We have also tested this many times and you see that the number 1 subconscious, latent driver only comes in place 4 or 5 in the list of rational buttons.
So you can really be pretty far off. This applies to both NPS and SAT.
Only with CES that one question with open answers is no problem.
Because you use the CES at very specific, transactional moments (for example on the order page of your website).
Then it is fine to ask the open question very specifically: can you name 1 thing that would make it easier for you (to complete the order).
4. Measure touchpoints instead of journeys
Let 2023 be the year we stop using the word touchpoints.
It’s confusing, the scope doesn’t help and that also keeps us from getting in the driver’s seat of customer experience.
Rather use channels (call, email, WA, etc.) and journeys (I order, I have damage, etc.).

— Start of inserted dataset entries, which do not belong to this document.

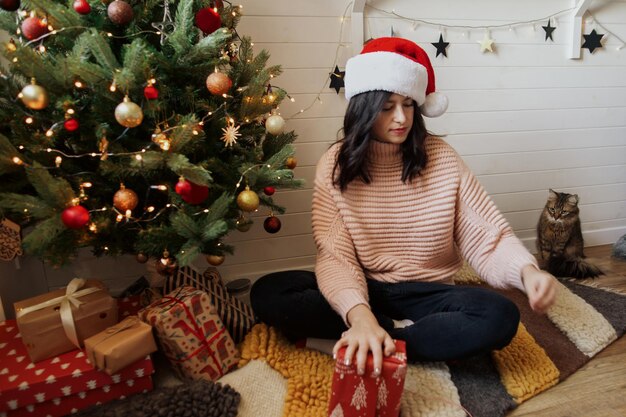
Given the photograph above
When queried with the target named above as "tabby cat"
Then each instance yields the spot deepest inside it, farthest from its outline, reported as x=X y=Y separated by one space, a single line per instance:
x=560 y=239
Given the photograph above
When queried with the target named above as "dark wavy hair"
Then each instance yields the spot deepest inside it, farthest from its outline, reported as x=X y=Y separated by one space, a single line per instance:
x=352 y=160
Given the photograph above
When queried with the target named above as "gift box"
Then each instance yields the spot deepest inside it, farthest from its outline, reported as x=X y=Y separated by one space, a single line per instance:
x=58 y=379
x=191 y=334
x=120 y=345
x=353 y=395
x=59 y=321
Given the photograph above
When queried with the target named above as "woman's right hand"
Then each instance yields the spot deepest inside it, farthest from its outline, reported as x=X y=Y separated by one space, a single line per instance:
x=363 y=336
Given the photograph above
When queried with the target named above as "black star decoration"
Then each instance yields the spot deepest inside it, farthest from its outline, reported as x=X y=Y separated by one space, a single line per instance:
x=441 y=46
x=592 y=41
x=549 y=29
x=336 y=79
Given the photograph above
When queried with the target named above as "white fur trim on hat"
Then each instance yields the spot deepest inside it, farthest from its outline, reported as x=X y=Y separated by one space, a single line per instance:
x=386 y=71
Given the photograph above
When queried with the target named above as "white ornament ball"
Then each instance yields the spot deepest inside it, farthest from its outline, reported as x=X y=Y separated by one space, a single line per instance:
x=275 y=124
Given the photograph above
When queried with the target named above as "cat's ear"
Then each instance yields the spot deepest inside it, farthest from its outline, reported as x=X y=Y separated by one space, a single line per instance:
x=573 y=199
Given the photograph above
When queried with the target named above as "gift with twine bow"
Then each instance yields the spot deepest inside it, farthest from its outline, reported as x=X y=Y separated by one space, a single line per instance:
x=121 y=345
x=59 y=321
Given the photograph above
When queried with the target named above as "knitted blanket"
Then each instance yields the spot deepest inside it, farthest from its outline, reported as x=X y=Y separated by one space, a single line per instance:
x=546 y=350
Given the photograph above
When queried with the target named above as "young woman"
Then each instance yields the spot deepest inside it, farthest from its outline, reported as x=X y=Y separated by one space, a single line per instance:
x=395 y=212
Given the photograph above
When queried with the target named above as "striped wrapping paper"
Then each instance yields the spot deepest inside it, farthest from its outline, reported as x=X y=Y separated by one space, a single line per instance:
x=546 y=350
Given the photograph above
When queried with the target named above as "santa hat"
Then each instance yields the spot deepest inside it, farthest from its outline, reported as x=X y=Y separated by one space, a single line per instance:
x=399 y=66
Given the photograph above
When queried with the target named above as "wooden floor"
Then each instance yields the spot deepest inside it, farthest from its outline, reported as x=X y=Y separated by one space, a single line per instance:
x=599 y=388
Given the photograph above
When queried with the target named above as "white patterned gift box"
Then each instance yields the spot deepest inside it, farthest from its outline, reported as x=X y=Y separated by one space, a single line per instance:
x=60 y=385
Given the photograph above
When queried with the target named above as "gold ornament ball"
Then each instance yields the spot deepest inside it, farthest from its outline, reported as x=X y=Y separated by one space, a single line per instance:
x=34 y=96
x=248 y=200
x=128 y=114
x=291 y=162
x=125 y=199
x=275 y=125
x=215 y=260
x=218 y=83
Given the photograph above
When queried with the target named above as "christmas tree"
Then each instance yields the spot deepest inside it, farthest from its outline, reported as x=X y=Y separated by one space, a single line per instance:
x=145 y=127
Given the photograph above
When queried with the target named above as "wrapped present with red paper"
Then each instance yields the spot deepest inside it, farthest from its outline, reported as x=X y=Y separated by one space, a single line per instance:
x=60 y=385
x=121 y=345
x=59 y=321
x=191 y=334
x=353 y=395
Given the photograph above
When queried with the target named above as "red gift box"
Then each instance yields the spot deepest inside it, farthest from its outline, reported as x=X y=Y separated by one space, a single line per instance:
x=353 y=395
x=24 y=383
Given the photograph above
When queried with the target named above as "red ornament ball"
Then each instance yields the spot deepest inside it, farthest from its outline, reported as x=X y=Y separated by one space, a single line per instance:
x=191 y=193
x=208 y=20
x=33 y=28
x=150 y=92
x=9 y=5
x=75 y=217
x=71 y=125
x=120 y=12
x=81 y=7
x=272 y=224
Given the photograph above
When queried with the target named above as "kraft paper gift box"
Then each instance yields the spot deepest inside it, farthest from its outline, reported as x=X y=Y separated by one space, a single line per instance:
x=191 y=334
x=121 y=345
x=353 y=395
x=66 y=380
x=59 y=321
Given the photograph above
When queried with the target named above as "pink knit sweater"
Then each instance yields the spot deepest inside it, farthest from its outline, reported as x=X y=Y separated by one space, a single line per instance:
x=419 y=231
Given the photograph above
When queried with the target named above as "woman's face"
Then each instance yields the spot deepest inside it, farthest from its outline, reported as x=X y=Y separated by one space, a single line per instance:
x=394 y=120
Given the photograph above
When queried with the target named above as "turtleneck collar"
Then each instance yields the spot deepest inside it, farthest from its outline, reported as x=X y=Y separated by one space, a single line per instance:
x=384 y=153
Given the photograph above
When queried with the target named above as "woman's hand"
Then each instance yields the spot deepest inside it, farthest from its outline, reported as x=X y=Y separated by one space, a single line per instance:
x=363 y=336
x=540 y=287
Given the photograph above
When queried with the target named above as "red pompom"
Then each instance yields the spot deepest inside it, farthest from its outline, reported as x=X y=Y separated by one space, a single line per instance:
x=71 y=125
x=33 y=28
x=191 y=193
x=75 y=217
x=208 y=20
x=81 y=6
x=150 y=92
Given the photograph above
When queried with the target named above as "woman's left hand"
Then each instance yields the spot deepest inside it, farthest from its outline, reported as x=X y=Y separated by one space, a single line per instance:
x=540 y=288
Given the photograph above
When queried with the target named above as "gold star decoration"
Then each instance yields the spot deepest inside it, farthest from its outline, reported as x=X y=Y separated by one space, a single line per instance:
x=486 y=44
x=231 y=133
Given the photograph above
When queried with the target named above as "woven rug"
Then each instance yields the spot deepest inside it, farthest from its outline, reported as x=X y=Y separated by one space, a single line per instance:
x=546 y=350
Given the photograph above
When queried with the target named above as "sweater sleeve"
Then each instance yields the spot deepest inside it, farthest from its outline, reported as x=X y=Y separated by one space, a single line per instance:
x=339 y=274
x=485 y=238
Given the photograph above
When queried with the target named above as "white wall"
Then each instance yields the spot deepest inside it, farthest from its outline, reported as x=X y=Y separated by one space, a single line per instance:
x=525 y=118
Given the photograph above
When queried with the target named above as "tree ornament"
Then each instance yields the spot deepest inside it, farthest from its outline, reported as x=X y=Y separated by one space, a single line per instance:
x=243 y=224
x=9 y=5
x=272 y=224
x=33 y=27
x=167 y=265
x=191 y=193
x=127 y=113
x=275 y=124
x=218 y=83
x=120 y=12
x=248 y=200
x=81 y=7
x=291 y=162
x=71 y=125
x=125 y=199
x=208 y=20
x=34 y=96
x=215 y=260
x=75 y=217
x=150 y=92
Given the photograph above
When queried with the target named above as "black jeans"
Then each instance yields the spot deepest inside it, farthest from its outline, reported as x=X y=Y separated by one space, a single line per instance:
x=449 y=322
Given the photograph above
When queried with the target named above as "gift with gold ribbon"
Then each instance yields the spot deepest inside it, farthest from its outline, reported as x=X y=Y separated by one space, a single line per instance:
x=121 y=345
x=59 y=321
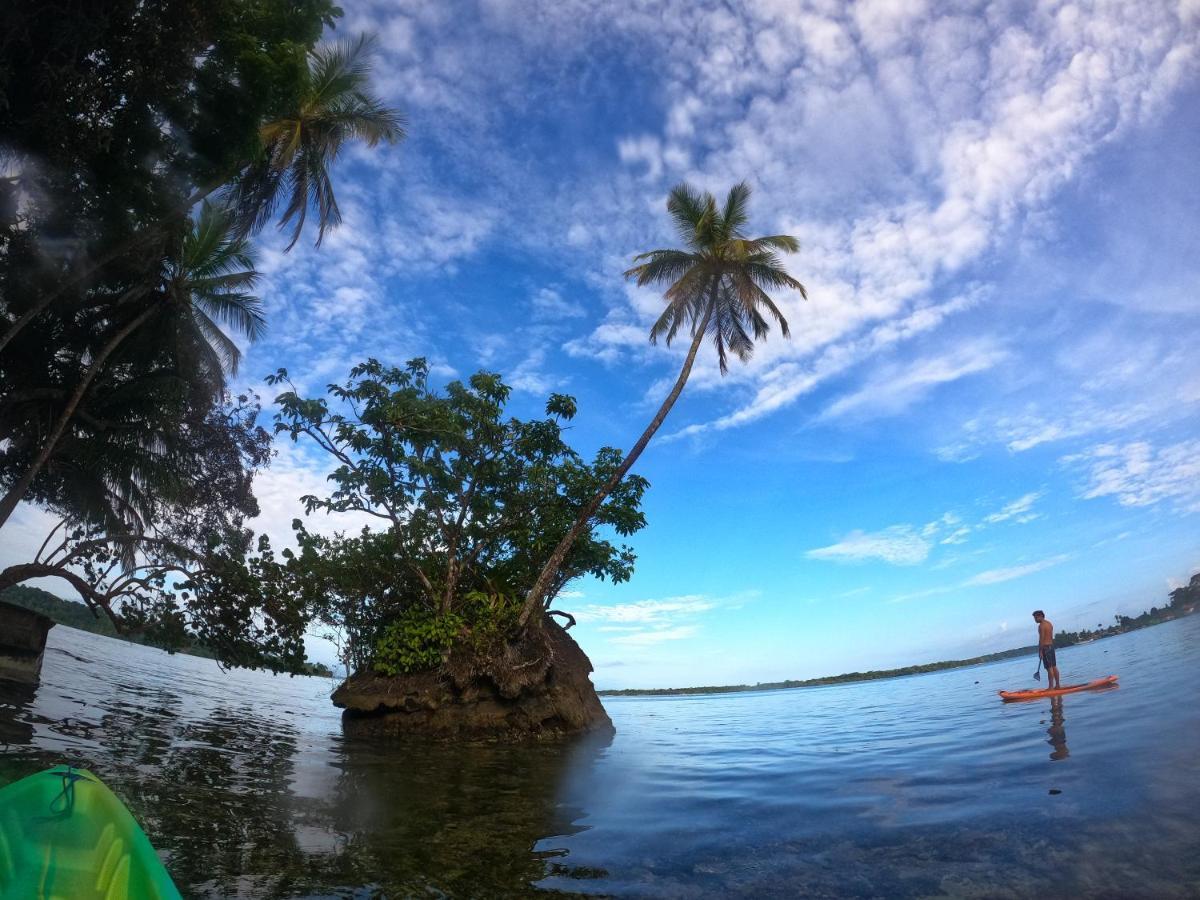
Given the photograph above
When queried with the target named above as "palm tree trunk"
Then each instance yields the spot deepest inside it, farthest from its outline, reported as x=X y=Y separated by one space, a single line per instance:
x=540 y=587
x=94 y=267
x=21 y=489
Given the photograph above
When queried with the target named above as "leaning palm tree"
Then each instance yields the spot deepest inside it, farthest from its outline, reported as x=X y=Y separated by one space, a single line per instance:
x=335 y=106
x=718 y=288
x=202 y=292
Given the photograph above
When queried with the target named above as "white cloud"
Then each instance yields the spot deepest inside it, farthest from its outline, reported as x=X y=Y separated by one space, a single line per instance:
x=898 y=545
x=648 y=639
x=550 y=304
x=996 y=576
x=646 y=611
x=893 y=389
x=1139 y=475
x=1018 y=509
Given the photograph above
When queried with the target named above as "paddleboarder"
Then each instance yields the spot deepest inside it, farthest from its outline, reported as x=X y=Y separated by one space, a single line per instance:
x=1045 y=648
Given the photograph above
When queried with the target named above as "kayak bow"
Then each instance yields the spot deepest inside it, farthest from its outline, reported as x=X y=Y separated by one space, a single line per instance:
x=64 y=834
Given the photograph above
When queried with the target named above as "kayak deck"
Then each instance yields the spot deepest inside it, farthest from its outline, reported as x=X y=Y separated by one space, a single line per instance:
x=1107 y=682
x=64 y=834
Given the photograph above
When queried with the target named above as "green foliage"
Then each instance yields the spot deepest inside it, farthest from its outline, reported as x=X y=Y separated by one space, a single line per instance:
x=468 y=505
x=417 y=641
x=420 y=639
x=720 y=281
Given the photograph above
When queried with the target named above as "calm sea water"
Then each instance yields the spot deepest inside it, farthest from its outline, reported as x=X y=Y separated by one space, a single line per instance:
x=925 y=786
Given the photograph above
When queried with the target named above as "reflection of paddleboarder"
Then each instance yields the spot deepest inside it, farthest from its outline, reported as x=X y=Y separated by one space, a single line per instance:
x=1045 y=648
x=1057 y=730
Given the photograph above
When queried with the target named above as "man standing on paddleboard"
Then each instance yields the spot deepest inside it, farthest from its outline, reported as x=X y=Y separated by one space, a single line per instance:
x=1045 y=649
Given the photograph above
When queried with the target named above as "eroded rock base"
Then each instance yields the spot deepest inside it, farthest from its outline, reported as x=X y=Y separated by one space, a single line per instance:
x=538 y=689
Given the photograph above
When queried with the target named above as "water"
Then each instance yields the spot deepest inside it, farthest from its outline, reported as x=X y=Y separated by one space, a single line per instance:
x=923 y=786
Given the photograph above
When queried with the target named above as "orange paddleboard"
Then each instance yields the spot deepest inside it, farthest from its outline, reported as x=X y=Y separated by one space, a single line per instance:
x=1059 y=691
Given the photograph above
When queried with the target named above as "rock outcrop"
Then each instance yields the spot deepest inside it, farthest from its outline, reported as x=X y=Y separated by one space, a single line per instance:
x=533 y=689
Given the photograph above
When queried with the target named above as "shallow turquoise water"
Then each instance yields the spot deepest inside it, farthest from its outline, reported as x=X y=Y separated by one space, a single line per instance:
x=923 y=786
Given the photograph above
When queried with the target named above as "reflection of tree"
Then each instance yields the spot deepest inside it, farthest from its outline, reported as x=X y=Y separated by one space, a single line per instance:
x=1057 y=731
x=211 y=792
x=457 y=821
x=16 y=730
x=214 y=790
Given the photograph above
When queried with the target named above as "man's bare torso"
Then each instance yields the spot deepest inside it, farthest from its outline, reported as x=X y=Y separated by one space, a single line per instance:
x=1045 y=633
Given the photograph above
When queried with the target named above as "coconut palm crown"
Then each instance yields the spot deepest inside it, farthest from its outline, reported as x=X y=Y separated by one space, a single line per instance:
x=298 y=149
x=718 y=286
x=720 y=281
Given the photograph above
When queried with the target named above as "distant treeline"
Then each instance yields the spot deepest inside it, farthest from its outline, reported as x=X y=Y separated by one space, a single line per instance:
x=831 y=679
x=66 y=612
x=1185 y=600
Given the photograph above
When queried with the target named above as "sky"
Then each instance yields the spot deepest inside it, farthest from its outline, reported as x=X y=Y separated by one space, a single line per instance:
x=987 y=405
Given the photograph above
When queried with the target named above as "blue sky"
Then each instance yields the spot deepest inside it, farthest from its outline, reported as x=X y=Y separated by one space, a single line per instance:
x=989 y=402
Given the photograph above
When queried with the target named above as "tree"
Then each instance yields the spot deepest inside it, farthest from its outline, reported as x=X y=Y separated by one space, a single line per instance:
x=201 y=293
x=119 y=118
x=717 y=286
x=466 y=505
x=191 y=517
x=298 y=149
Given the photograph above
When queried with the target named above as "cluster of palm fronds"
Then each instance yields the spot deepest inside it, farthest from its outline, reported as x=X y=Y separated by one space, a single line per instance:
x=125 y=306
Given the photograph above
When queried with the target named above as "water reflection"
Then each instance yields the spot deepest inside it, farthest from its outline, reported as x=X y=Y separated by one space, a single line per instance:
x=459 y=821
x=16 y=700
x=1057 y=731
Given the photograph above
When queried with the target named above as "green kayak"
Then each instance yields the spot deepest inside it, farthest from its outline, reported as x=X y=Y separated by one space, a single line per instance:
x=64 y=834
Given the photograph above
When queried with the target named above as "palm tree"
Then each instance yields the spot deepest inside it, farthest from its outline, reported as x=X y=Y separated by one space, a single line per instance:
x=718 y=288
x=336 y=105
x=201 y=293
x=298 y=150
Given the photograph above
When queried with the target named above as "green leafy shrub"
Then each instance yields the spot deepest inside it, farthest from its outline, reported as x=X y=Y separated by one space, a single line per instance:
x=417 y=641
x=420 y=639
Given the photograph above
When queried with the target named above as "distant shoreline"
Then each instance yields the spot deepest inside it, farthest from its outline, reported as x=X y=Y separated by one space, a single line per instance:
x=77 y=616
x=1146 y=619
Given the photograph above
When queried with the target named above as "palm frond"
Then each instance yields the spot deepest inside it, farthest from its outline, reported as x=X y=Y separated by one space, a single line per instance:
x=689 y=209
x=661 y=265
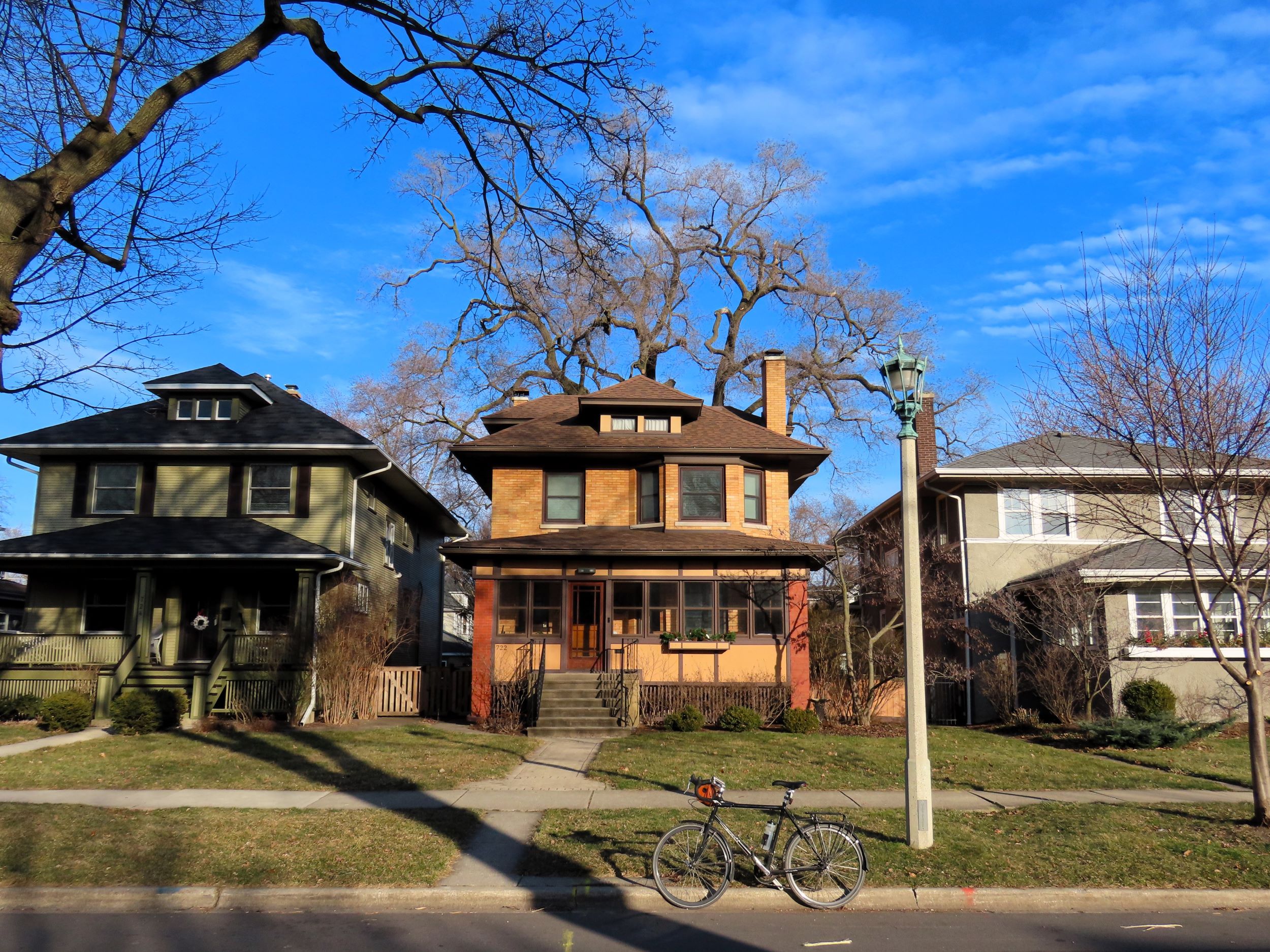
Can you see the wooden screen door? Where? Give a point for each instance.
(586, 623)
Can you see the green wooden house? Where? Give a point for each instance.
(186, 542)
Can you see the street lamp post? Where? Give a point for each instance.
(905, 375)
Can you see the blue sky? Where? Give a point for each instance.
(968, 150)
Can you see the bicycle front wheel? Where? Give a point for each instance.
(824, 866)
(691, 866)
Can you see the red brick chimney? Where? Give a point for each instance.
(775, 408)
(925, 427)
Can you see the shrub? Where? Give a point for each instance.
(67, 711)
(135, 712)
(24, 707)
(1149, 699)
(689, 719)
(173, 705)
(1147, 733)
(801, 721)
(738, 720)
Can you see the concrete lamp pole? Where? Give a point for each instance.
(905, 376)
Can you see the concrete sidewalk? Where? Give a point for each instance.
(558, 895)
(519, 800)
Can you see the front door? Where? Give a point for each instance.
(200, 625)
(586, 623)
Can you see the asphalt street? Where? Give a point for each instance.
(605, 931)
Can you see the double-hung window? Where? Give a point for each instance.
(1037, 512)
(753, 496)
(563, 497)
(702, 493)
(115, 489)
(270, 489)
(649, 497)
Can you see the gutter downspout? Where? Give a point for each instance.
(966, 592)
(310, 712)
(352, 521)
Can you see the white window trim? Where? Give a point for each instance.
(291, 491)
(136, 486)
(1034, 511)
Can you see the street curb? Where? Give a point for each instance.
(575, 897)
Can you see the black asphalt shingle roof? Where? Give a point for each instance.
(167, 537)
(615, 541)
(286, 422)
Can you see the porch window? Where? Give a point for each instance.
(663, 607)
(548, 598)
(628, 607)
(115, 488)
(755, 496)
(106, 607)
(514, 600)
(563, 502)
(735, 607)
(769, 608)
(273, 610)
(270, 489)
(649, 497)
(702, 493)
(699, 606)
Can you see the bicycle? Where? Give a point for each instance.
(823, 864)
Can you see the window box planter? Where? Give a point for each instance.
(715, 646)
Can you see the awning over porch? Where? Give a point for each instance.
(616, 542)
(169, 537)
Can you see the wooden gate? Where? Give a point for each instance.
(431, 691)
(399, 692)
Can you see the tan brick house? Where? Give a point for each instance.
(637, 526)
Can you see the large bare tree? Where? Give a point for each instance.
(694, 258)
(1167, 354)
(108, 192)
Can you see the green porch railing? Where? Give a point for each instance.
(35, 649)
(270, 649)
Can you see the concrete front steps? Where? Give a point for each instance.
(572, 707)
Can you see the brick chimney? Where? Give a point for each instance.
(925, 427)
(775, 408)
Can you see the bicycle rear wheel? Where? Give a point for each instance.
(824, 866)
(691, 866)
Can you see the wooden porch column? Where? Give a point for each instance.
(306, 603)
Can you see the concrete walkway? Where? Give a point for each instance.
(507, 800)
(52, 740)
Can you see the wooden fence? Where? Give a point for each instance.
(430, 691)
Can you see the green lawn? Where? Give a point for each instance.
(959, 760)
(1216, 758)
(16, 733)
(1050, 844)
(83, 846)
(383, 758)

Touchpoints are now a mix of channels and moments from the journey (ie. visit of an account manager).
In addition, they give you a false sense of ‘we’re doing great’.
Suppose I call customer service.
I call to ask if the employee can send me form X.
“No problem ma’am, we’ll do it right away!”
Immediately after the call I get a few satisfaction questions (touchpoint).
I’m giving a high score because I’m totally happy that it was handled well.
Four days later I still have no form.
I’m not happy, but that dissatisfaction is nowhere in your perception measurements.
So you think you are creating a top experience, but you have a big blind spot.
Which explains why churn is a problem despite those high scores you seem to keep getting.
5. Insufficient knowledge of statistics
Yes, consciously the last of the 5 insights, because I can already hear you thinking: “Phew, statistics, well, what was that again? Didn’t I have something like that in school?
But fear not, I’m going to make it very easy for you.
You don’t have to be a statistics wizard, you just need to know what to ask your research partner and/or your data science colleagues.
If your research partners in crime do anything with statistics at all, it is often correlation (but they often don’t even do that).
But… correlation (something is related) is very different from causation (something causes something else).
What would we like to know in our case? What causes a higher NPS or SAT!
That is not rocket science in the research world, these are existing techniques: factor analysis and regression analysis.
In layman’s terms, factor analysis groups the statements from your questionnaire.
So it actually says which statements belong together in the eyes of the customers (!)
This is the key to finding those latent, unconscious drivers.
In layman’s terms, regression analysis (with the factors, not the individual statements!!) tells you 2 important things:
A. Did we ask the right topics, did we forget anything important?
B. What is the impact of each topic (factor) on the NPS or SAT?
Pretty relevant insights to be in the driver’s seat, isn’t it?
If you want to know within 10 minutes how this exactly works with journey mapping, latent needs and finding the right drivers, watch this video I made about it.
Or if you want more indepth knowledge how to maximize NPS for your organization, then check out this NPS toolkit slidedeck I made for you including a voice over video.
In conclusion: 2023 is not going to be the year in which we can stop using NPS.
Though let’s decide that it’s the year in which we stop using the root cause technique of the NPS.